The audience to the recent Myrtle Rust Science Symposium heard how myrtle rust has wiped out species from some areas across the Tasman. Solutions were discussed to battle the invasive rust disease which is attacking iconic species such as pōhutukawa and ramarama.
As reported by biosecurity.govt.nz, the event brought together scientists, central government, and representatives from groups working to combat myrtle rust on the ground, including councils, iwi, and the plant and honey sectors.
Almost 100 delegates attended the 2-day symposium in Auckland, which was organised by Biosecurity New Zealand (part of the Ministry for Primary Industries – MPI), with support from the Department of Conservation and the Myrtle Rust Strategic Science Advisory Group (SSAG).
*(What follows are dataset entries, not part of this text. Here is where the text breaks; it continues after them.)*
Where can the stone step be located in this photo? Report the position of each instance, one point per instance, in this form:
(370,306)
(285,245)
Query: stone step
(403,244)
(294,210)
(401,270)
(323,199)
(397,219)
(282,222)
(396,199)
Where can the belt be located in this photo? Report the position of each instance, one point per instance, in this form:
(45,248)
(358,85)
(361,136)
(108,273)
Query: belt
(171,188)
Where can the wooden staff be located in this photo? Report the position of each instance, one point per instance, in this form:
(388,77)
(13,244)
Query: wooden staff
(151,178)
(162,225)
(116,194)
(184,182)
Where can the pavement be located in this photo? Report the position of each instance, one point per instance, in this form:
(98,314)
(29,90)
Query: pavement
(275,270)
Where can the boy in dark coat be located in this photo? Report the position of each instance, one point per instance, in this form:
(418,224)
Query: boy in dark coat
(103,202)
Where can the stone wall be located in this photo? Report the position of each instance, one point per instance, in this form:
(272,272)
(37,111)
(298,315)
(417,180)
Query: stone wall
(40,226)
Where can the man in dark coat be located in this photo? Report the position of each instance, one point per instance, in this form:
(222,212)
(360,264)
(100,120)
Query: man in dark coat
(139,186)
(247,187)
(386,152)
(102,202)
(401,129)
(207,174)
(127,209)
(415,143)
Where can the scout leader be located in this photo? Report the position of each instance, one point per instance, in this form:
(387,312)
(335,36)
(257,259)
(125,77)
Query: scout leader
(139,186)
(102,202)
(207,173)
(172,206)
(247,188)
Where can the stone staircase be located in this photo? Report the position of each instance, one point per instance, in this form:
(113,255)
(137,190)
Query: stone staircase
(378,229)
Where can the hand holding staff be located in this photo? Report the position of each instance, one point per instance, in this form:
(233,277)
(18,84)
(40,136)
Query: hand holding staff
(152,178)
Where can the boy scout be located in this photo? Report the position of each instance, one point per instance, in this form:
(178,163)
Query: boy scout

MPI’s science policy manager Naomi Parker says science will be key to fighting myrtle rust, which is now widely distributed across key parts of the North Island and in the north and west of the South Island. The disease, which is carried on the wind, has the potential to damage many ecologically, economically, and culturally significant native tree, shrub, and vine species, including pōhutukawa, mānuka, and non-natives such as feijoa.
Dr Parker says the research reports, which will be published on the Myrtle Rust in New Zealand website over the coming weeks, were identified as priorities by the SSAG, which recently released a science plan to guide research that will be most valuable for managing myrtle rust.